Racconta orgogliosamente di essere sempre fedele a se stesso - nel modo di lavorare, nelle sue idee - ma, insomma, quando un allenatore si ritrova a pochi centimetri dalla ghigliottina è normale provare a cambiare - almeno in parte - la terapia da somministrare alla squadra. La rinascita del Milan passa ovviamente dal lavoro tattico di Fonseca, ma questa è solo una parte della ricostruzione. Dietro le quinte c'è anche un lavoro sulle teste, sull'autostima, sullo spirito collettivo. A pensarci bene, in fondo, anche la novità dei due centravanti ha risvolti che vanno oltre i benefici strettamente di gioco: è un messaggio a tutta la squadra per dirle che occorre coraggio. E averlo fatto nel derby è un moltiplicatore di questo concetto. Anche perché i sistemi di gioco restano scatole vuote se la testa è bloccata. I sussurri di Milanello tra l'altro nelle primissime settimane di Fonseca raccontavano di un allenatore che non stava riuscendo - come si dice in questi casi - a entrare nella testa dei giocatori.

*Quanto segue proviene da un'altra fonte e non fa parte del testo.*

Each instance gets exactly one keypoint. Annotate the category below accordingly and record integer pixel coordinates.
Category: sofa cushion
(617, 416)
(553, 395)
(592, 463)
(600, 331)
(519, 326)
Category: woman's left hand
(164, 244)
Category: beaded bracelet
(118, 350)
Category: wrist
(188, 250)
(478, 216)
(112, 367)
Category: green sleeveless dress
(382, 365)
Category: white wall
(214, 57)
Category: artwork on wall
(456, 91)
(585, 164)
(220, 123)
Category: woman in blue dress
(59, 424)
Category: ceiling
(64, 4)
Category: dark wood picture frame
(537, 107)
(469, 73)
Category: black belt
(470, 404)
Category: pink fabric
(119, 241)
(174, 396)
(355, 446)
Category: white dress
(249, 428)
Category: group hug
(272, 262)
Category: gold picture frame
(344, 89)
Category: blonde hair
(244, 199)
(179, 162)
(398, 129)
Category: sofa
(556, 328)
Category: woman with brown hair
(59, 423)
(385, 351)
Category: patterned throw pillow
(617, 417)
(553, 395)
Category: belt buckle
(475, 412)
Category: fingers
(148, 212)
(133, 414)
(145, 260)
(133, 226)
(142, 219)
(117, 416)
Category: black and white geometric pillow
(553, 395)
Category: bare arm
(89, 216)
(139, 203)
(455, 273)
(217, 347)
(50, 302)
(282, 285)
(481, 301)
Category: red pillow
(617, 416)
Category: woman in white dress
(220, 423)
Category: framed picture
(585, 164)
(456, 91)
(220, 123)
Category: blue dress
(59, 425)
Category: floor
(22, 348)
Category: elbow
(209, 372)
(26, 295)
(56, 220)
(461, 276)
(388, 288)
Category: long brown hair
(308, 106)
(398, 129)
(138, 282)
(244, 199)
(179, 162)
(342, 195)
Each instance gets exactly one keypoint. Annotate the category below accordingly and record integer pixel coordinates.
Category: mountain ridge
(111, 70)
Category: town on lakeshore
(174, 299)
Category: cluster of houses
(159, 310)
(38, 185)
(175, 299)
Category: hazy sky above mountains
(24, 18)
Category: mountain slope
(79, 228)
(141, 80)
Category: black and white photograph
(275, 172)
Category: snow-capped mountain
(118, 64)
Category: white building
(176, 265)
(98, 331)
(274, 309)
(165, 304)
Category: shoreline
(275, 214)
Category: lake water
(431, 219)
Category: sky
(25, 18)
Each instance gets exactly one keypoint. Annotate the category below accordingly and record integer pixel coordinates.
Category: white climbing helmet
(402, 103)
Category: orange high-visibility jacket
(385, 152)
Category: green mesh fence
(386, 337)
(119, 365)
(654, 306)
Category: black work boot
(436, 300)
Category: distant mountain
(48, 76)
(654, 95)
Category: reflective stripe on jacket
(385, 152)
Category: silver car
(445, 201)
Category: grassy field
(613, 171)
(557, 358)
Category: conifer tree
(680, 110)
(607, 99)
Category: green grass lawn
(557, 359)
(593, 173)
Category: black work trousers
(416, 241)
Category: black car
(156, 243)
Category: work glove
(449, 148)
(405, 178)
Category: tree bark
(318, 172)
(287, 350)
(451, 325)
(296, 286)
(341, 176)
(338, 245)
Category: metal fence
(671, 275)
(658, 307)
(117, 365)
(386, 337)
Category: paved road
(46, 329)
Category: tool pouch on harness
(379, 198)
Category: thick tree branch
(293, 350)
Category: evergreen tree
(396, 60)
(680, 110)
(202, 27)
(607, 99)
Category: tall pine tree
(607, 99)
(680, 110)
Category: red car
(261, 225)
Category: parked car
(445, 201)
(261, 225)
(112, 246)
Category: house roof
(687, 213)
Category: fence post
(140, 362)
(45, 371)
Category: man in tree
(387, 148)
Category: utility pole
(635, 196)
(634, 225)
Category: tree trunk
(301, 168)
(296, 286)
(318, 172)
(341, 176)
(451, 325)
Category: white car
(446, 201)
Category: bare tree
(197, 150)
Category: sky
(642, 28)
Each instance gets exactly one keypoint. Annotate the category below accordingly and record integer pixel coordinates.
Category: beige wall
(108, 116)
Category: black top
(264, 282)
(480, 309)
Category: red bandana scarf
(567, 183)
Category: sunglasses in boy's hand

Una sorta di difficoltà empatica, spina piuttosto aguzza da maneggiare con molta cautela. I giorni che hanno condotto al derby sono stati quelli cruciali per svoltare anche sotto questo aspetto. La cronaca riporta una grigliata organizzata dall'allenatore nella giornata di venerdì, antivigilia della stracittadina ed evento che a Milanello viene accolto sempre con particolare entusiasmo. Un'idea che in qualche modo ha rotto gli schemi: chi ricorda iniziative simili a 48 ore da un derby? Ma non è tutto. A "referto" è finita anche una lunga chiacchierata plenaria del tecnico con i suoi ragazzi a metà settimana. Un'ora e mezza di colloquio, praticamente una partita di calcio. E poi la scelta - anche in questo caso forte, particolare, controcorrente - di non mostrare alla squadra video dell'Inter. Obiettivo: focalizzarsi soltanto su se stessi. La prossima frontiera nelle pieghe della mente di Fonseca è la gestione della fascia di capitano, destinata a passare con una certa frequenza di braccio in braccio a seconda dei momenti, delle opportunità e delle esigenze. Significa responsabilizzare. Con il Lecce è toccato a Leao, ma di potenziali capitani in pectore ce ne sono diversi.
Non resta che attendere l'effetto che fa. Pioli amava chiudersi in ufficio con i suoi giocatori per confrontarsi e annusare l'aria che tirava. Fonseca magari preferisce maggiormente le analisi di gruppo, ma anche lui cura parecchio la parte psicologica. Una riflessione ha colpito in particolare alla vigilia del Lecce. Cruda, diretta, quasi spietata per essere stata sillabata pubblicamente pochi giorni dopo il derby: "Siamo ancora lontani dal Milan che ho in mente io. Difensivamente non siamo cresciuti tanto, mi piacerebbe avere altre cose. E anche offensivamente dobbiamo crescere tanto, abbiamo parecchio da migliorare. Parlo del gioco. Con l'Inter abbiamo avuto palla ma solo come momenti di transizione, non di organizzazione. Dobbiamo essere una squadra che domina in avanti, dobbiamo giocare più tempo nella metà campo offensiva". Era un modo, anche, per tenere a bada eventuali eccessi di sicurezza generati dall'adrenalina del derby. Fonseca peraltro non ha fatto che ribadire i concetti espressi il giorno in cui era stato presentato: calcio dominante, fase difensiva correndo in avanti, possesso palla. Tutto questo si è trasformato in una parola sola: quel "coraggio" declinato in tutte le lingue della rosa rossonera e piazzato in ogni angolo dello spogliatoio del Meazza prima della stracittadina. Com'è stata la partita del Diavolo? Coraggiosa, appunto.